Example : Direct general queries, refund requests, and technical support tickets to different flows; route simple questions to a cheap model (Claude Haiku) and complex ones to a stronger model (Claude Sonnet) to balance cost and performance.

Parallelization

Multiple LLM calls run concurrently, and a program aggregates the results.

Sectioning : Split the task into independent subtasks that can run in parallel (e.g., one model handles the user query while another checks content compliance).

Voting : Run the same task several times with different prompts and vote on the best output (e.g., multiple code‑vulnerability scans to improve coverage).

Applicable Scenarios : When subtasks can be parallelized for speed or when diverse attempts increase confidence.

Orchestrator‑Workers

A central LLM (the orchestrator) dynamically decomposes the task, delegates pieces to worker LLMs, and then synthesizes their results.

Mechanism : The orchestrator decides which sub‑tasks are needed based on the specific input.
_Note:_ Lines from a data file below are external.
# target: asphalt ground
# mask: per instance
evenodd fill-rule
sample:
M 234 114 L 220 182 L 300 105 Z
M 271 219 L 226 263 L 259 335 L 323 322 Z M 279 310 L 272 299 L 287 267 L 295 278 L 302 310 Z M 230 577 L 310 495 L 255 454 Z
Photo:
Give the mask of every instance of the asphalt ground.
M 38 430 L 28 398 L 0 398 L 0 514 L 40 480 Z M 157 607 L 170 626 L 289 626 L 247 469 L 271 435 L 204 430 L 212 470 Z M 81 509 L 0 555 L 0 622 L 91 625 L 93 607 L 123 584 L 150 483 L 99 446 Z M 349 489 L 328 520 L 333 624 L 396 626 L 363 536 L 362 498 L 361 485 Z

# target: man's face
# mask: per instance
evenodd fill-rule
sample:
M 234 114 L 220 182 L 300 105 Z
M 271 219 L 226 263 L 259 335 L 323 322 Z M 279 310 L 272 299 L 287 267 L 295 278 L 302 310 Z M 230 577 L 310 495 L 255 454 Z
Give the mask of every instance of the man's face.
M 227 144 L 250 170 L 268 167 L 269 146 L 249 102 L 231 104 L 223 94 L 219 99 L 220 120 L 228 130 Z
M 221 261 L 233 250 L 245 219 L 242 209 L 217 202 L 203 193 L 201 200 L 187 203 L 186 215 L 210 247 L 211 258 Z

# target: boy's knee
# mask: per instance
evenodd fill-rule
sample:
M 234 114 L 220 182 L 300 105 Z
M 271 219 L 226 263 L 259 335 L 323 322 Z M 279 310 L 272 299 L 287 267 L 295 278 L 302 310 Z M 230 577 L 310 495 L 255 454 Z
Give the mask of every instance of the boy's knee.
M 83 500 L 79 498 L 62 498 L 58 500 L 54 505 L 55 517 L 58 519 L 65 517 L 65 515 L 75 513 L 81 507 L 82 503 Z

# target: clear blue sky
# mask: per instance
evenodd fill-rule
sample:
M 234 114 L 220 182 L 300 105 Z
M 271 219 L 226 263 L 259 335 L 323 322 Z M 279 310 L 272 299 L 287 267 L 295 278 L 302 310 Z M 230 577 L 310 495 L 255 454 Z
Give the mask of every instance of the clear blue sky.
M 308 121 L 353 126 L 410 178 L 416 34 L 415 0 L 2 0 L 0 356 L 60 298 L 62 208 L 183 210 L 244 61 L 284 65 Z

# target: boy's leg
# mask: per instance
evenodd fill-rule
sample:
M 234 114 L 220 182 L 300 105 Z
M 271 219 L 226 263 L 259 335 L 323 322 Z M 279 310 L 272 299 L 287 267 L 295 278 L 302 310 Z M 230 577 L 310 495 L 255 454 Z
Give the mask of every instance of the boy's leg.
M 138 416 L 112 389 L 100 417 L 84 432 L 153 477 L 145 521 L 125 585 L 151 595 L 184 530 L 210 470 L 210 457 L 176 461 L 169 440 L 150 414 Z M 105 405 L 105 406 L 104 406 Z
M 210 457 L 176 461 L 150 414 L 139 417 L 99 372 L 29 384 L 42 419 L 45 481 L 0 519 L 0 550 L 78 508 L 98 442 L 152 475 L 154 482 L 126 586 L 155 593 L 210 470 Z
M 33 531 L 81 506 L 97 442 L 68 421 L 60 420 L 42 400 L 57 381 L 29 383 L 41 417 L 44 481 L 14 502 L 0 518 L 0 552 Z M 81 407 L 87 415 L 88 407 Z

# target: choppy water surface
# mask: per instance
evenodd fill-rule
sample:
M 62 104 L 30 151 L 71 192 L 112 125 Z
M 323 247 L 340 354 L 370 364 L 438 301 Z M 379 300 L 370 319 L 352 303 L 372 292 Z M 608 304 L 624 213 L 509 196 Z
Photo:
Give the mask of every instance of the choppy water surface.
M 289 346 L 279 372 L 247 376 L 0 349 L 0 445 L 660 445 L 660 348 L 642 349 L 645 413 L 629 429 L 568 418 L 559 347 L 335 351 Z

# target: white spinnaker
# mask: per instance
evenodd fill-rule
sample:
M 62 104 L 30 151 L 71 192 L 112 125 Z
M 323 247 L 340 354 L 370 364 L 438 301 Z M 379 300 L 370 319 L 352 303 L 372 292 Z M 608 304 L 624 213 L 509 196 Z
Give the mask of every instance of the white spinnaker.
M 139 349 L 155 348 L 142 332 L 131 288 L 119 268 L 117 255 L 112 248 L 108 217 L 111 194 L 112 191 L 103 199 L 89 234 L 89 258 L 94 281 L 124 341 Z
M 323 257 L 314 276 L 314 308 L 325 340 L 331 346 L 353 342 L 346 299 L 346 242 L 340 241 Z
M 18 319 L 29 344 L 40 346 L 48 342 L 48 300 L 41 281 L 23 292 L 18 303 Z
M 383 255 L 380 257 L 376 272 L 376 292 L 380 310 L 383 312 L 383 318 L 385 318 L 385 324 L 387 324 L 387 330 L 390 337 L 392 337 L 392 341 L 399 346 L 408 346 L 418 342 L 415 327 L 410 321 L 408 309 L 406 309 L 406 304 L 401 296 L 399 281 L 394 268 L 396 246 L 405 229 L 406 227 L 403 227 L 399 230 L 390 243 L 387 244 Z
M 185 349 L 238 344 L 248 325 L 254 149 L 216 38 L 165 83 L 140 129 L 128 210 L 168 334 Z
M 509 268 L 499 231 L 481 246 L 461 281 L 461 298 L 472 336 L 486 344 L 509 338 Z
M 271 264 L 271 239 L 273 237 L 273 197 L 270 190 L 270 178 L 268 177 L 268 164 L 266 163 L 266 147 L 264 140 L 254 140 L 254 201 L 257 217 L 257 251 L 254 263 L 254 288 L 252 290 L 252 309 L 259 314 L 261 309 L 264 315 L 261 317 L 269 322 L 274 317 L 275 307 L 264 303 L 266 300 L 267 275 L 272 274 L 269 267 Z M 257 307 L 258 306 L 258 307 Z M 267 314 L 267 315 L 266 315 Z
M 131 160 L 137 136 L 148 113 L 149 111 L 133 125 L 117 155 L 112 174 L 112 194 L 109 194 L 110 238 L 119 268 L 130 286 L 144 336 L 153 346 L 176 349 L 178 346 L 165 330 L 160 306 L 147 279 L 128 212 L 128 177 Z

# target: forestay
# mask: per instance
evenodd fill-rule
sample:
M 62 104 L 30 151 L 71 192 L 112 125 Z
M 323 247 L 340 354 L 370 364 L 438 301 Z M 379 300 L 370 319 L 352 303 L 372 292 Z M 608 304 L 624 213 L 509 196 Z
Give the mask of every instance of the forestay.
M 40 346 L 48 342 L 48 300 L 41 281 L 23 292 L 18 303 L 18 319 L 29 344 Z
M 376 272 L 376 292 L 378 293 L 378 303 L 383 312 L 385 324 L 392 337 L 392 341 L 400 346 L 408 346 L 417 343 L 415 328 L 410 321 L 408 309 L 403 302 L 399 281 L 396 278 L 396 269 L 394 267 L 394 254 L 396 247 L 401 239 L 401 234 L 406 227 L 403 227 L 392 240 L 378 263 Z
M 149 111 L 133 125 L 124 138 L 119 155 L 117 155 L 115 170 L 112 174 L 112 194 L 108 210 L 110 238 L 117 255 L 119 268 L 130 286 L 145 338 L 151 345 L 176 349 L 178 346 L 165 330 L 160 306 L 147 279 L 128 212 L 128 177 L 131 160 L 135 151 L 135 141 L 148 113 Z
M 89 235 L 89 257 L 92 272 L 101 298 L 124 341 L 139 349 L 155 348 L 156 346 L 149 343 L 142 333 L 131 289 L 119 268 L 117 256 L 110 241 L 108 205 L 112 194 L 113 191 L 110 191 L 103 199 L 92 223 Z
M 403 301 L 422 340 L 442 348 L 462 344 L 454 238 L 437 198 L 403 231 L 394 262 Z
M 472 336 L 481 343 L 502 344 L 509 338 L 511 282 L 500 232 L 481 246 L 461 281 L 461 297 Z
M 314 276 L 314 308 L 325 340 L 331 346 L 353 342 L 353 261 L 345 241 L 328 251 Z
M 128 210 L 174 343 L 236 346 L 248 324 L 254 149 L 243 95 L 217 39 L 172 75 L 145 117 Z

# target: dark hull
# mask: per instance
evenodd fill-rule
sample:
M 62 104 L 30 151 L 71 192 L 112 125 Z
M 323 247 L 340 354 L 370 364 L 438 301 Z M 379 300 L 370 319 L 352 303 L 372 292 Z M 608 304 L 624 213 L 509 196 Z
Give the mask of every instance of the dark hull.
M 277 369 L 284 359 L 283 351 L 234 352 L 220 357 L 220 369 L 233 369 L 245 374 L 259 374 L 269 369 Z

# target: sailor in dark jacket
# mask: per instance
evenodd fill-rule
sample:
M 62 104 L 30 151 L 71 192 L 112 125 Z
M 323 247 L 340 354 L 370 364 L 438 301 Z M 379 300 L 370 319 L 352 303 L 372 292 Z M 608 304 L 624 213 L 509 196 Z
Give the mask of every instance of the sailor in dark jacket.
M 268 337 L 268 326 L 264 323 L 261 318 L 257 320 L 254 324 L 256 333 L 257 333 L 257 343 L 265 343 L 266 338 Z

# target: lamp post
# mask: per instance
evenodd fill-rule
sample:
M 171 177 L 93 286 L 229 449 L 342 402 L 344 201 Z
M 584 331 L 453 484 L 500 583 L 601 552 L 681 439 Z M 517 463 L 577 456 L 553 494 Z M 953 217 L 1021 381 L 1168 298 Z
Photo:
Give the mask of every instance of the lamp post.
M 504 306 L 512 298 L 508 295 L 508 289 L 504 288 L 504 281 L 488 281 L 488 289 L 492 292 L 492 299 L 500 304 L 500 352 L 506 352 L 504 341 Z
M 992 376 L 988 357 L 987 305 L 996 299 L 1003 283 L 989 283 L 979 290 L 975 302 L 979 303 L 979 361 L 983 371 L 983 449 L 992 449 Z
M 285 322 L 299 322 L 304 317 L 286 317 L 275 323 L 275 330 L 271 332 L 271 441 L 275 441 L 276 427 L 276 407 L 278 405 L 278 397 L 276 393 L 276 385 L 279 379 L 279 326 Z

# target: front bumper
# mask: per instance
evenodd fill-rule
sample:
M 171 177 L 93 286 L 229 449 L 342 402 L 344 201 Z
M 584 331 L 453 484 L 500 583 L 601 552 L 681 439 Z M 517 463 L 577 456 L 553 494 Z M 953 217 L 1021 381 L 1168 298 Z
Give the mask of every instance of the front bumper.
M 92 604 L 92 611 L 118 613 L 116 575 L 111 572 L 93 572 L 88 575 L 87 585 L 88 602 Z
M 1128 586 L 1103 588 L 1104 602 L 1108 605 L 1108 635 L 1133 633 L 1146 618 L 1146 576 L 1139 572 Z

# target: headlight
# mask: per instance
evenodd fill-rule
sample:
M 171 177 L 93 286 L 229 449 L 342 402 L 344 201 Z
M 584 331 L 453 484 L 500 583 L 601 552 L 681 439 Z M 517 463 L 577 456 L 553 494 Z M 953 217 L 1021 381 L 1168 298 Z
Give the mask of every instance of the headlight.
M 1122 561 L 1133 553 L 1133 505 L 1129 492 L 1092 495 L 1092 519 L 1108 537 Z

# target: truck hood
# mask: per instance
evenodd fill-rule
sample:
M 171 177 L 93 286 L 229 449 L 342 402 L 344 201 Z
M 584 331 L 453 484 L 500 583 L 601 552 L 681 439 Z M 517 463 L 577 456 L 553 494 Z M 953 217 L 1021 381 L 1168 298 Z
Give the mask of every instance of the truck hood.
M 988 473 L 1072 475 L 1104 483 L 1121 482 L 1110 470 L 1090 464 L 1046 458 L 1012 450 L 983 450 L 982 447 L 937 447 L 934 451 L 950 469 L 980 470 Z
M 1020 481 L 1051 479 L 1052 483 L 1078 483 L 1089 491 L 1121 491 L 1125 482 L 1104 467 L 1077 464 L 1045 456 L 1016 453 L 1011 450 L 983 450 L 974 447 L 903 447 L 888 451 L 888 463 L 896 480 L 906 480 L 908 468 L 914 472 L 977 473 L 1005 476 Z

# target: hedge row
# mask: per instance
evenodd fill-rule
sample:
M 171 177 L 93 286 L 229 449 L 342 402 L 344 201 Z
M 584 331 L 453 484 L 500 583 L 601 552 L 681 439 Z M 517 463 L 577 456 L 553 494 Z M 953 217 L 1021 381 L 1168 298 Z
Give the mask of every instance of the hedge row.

Applicable Scenarios : Complex tasks where the required subtasks cannot be predicted in advance.

Example : Multi‑file code refactoring or a search task that gathers information from many sources before answering.

Evaluator‑Optimizer

A loop that mimics human iterative improvement: one LLM generates a response, another evaluates it, and the process repeats until a quality threshold is met.

Mechanism : Generation‑evaluation cycles continue until standards are satisfied.

Applicable Scenarios : Situations with clear evaluation criteria where iterative refinement adds clear value.

Example : Literary translation with an evaluator LLM providing nuanced criticism, or a complex search where the evaluator decides whether further probing is needed.

From Theory to Practice

Many platforms support workflows, such as Kuzi, Dify, and n8n. The article demonstrates a concrete Kuzi workflow using the Prompt‑Chain pattern.

Steps (illustrated with screenshots):

Upload a knowledge base containing the reference material.

Add nodes in the order: Input → Knowledge‑base query → LLM processing → Output.

Configure the knowledge‑base node: set maximum recall, minimum similarity, enable query rewriting and re‑ranking.

Connect the output of the knowledge‑base node to the LLM node, which composes a response based on the retrieved information.

Run the workflow, test the knowledge‑base node individually or the whole pipeline, and observe the final answer.

The screenshots (kept as

tags with only the src attribute) show the UI actions: creating the workflow, dragging the knowledge‑base node, linking it, setting parameters, adding the LLM node, and executing the query.

The author concludes that hands‑on experimentation is essential because the variety of nodes and tricks cannot be fully learned from a single example.